I cannot express enough how perfect this film is to watch right now.
I don’t know about you but life feels surreal right now.
Pretty much everything is cancelled. My daughters opera slated for next month is cancelled. All the schools here are online only until further notice.
No sports, of any kind, except . . . except Virtual Sports. Could this spark something new? All those out of work sports reporters need something to do.

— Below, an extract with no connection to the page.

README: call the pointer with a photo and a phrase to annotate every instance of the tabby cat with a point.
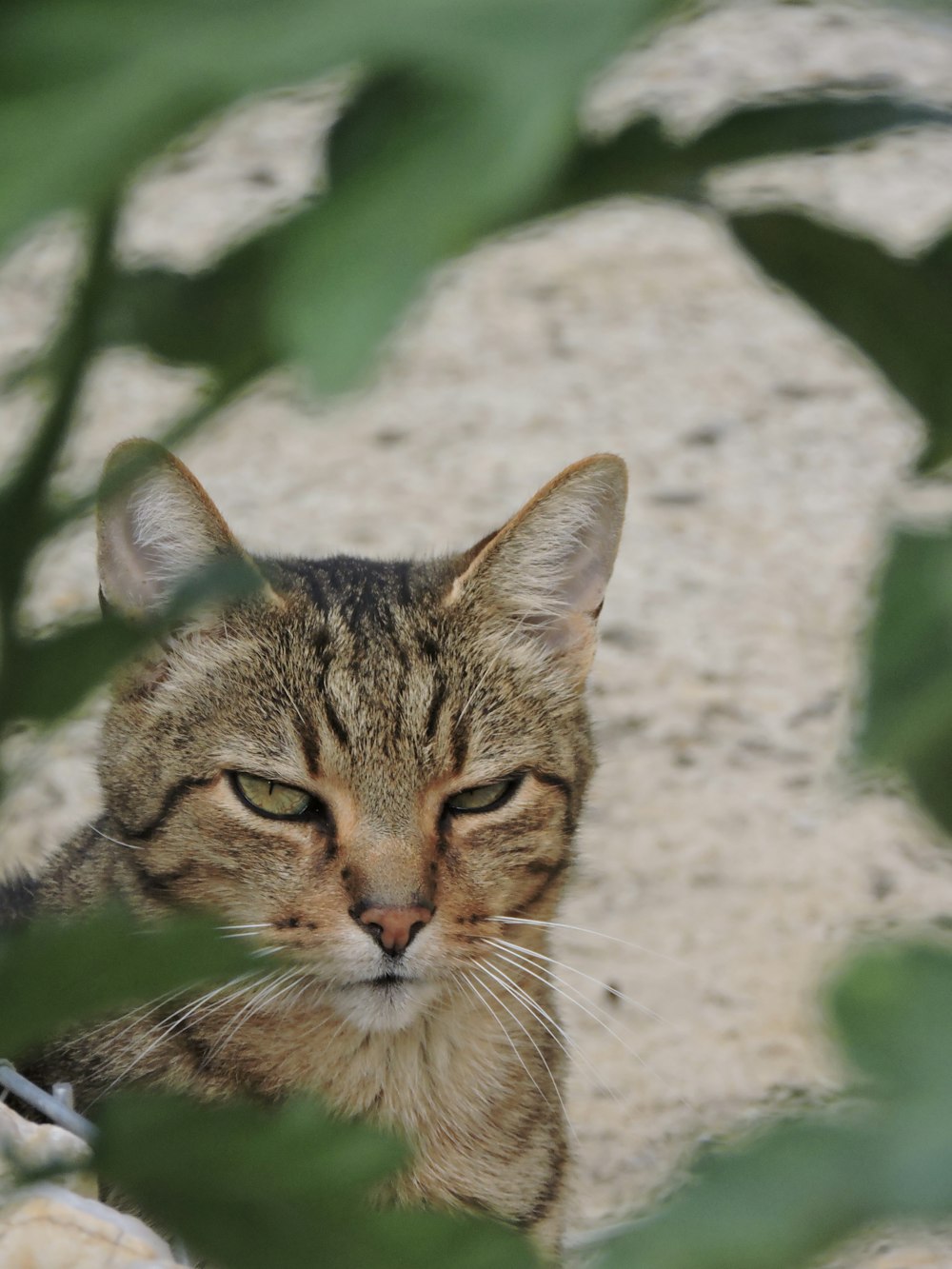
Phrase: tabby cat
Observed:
(379, 768)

I’m listening to Karl Schroeder‘s newest book, Stealing Worlds. People can disappear in the LARP game worlds, into the alternate economy of Notchcoin and blockchains. The people who build the games also program the surveillance networks. It’s s Deep State thriller that deals with a lot of virtual and mixed reality stuff. Combined with what is happening across the world right now it has really got me feeling like we are in the first stages of Schroeder’s world.
My imagination has been working overtime, and I can see a world where virtual sports really take off, online worlds thrive. Why? Because you can do it in the comfort of your fortress at home. I wonder about the implications of social distancing. If this virus threat continues for months and months it could have a lasting impact on how we live for years to come. If I had the money I would be investing in online ventures and delivery services.
I hope you are doing well. Keep washing your hands.
My eldest son has a degree in game design. (he is very talented and looking for work if you are hiring.) He loves games of all types. One of his coworkers introduced him to a game called Fluxx and he liked it enough to buy it. We played it Saturday night and I have to say it’s one of the funnest games I’ve played in years.
It’s a card game. The goals and rules change throughout the game, guaranteeing that every game will be distinctly different. The rules are on the cards so it only takes about 5 minutes to learn how to play, if that. It takes a little longer to get familiar with all the variations, but it’s not difficult and we played two games in less than an hour and had a blast.
The game is made by Looney Labs and has a bunch of themes, like Dr. Who or Firefly. We played the Star Trek: The Next Generation version and I loved it. I played with my three youngest children, ages 18-24, and they have never seen ST:TNG, but it didn’t make it any less fun.
We are always on the lookout for fun games. Do you have any suggestions?